Consider a traveling salesperson who has to visit several cities scattered across the country. What route would minimize the distance that the salesperson has to travel? There is no formula, no simple algorithm, for finding the answer, and adding more cities makes the answer take exponentially longer to find.
This conundrum falls into the category of problems that, once you find the solution, are easy to check to see if you were right. However, finding the solution in the first place is virtually impossible because of the time it would take even a powerful computer to guess and check all the possibilities. In Princeton’s mathematics department, researchers tackle a range of questions about the structure of our world, delving into problems that can have profound impacts at the theoretical level as well as in practical applications such as the design of computer algorithms to solve problems efficiently. In this feature, we meet two professors who are fascinated by why some problems resist mathematical solutions and who look for ways to move beyond guess and check.
Hat guessing games
Whether the debate is about politics, popular culture or even science, it can be difficult or impossible for one person to convince another to change sides in an argument. But in mathematics, once something is proven true, it remains true forever. It ceases to be up for interpretation. This unique feature is part of what intrigues Noga Alon, a professor of mathematics and applied and computational mathematics at Princeton.
Much of Alon’s work is in the crossover of mathematics and computer science, and he is interested in whether computers can solve certain problems in math efficiently. To solve a problem efficiently goes beyond simply coming up with an answer, but refers to the time and effort it takes for a computer to come up with and solve an efficient procedure, or algorithm, that avoids a systematic guess-and-check process. A proof that provides an efficient procedure for solving a problem is known as a constructive proof.

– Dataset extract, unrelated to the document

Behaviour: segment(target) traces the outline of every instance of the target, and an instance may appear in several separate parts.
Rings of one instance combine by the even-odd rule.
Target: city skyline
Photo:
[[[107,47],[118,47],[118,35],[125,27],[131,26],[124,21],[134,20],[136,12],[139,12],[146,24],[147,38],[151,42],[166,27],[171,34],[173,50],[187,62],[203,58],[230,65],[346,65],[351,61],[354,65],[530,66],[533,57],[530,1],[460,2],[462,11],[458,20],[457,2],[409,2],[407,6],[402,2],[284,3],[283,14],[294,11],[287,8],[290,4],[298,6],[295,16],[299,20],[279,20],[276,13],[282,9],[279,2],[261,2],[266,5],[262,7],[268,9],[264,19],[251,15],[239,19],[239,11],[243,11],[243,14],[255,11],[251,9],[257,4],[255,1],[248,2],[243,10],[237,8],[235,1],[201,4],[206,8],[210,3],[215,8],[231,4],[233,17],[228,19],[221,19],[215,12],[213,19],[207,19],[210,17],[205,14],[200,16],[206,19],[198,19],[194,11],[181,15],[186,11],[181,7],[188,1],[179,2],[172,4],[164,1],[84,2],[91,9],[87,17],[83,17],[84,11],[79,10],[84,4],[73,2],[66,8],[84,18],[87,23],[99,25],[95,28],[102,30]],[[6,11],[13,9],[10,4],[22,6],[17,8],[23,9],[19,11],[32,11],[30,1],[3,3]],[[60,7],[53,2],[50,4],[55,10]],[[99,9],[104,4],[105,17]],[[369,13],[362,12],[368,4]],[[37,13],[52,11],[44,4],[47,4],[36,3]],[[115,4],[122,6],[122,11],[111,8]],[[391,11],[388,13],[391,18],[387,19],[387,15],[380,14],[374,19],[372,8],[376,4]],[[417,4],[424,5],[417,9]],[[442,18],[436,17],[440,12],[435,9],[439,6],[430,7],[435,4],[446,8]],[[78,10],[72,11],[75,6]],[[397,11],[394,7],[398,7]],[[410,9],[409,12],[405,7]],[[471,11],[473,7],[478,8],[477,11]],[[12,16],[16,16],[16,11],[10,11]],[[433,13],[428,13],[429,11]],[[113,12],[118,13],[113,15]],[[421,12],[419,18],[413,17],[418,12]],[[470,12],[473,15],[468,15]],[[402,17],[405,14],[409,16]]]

Many of the problems that Alon works on deal with quantities whose answers can be verified quickly but that, like the traveling salesperson problem, are extremely time-consuming to solve. These problems are known as NP-hard problems. [See P vs NP box.] If a computation for any NP-hard problem can be done efficiently, it would mean every NP problem could be solved using an efficient algorithm.
One problem that intrigues Alon involves the “four-color theorem,” which states that any map that can be drawn on a plane, or on the surface of a sphere, can be filled in using four colors so that no two bordering regions share the same color.
This theorem has a constructive proof, as it answers the “yes” or “no” question of whether or not four colors are always enough to fill in any planar map, and the proof that four colors always suffice provides an efficient algorithm to find the required coloring. It’s a simple concept, but this statement took well over 100 years to prove.
Alon took this theorem a step further with a proof for a related formulation of the problem with more restrictions. In this version, only the region’s edges are colored, and each edge is assigned a random list of three colors it is allowed to have.
For example, one edge may have a list that says “green, blue or yellow,” while its neighbor has a list that says “green, red or orange.” Alon used algebraic methods to show that a map can be shaded under these conditions so that no two bordering edges share the same color.
Unlike the simpler four-color problem, Alon’s proof that this can be accomplished is not a constructive proof. If we wanted to ask exactly how to color in this map, that would be difficult. Many mathematicians believe it is highly unlikely that a constructive proof could exist for this problem.
Alon applied a related algebraic approach for tackling another problem that he calls the “hat guessing game.” Imagine a room full of 100 boys and 100 girls, each lined up on opposite walls and each wearing a hat of a specified color. All of the boys can see all of the girls but cannot see each other (or themselves), and vice versa. Provided information about how many different colors of hats there are, can we ensure that at least one person will be able to correctly guess the color of their own hat based on what they see? And if so, how might this be done?
Alon discovered that both the answer and the approach change depending on the number of hat colors. If there are less than four hat colors, the problem can be solved using a simple linear guessing function. But when there are four colors or more, the problem becomes more complicated and requires nonlinear functions. This means that rather than a simple formula for the function as a whole, each person now has their own distinct, “random-looking” formula that they will use to make their guess. The solution becomes more complex as we increase the number of people and of different hat colors.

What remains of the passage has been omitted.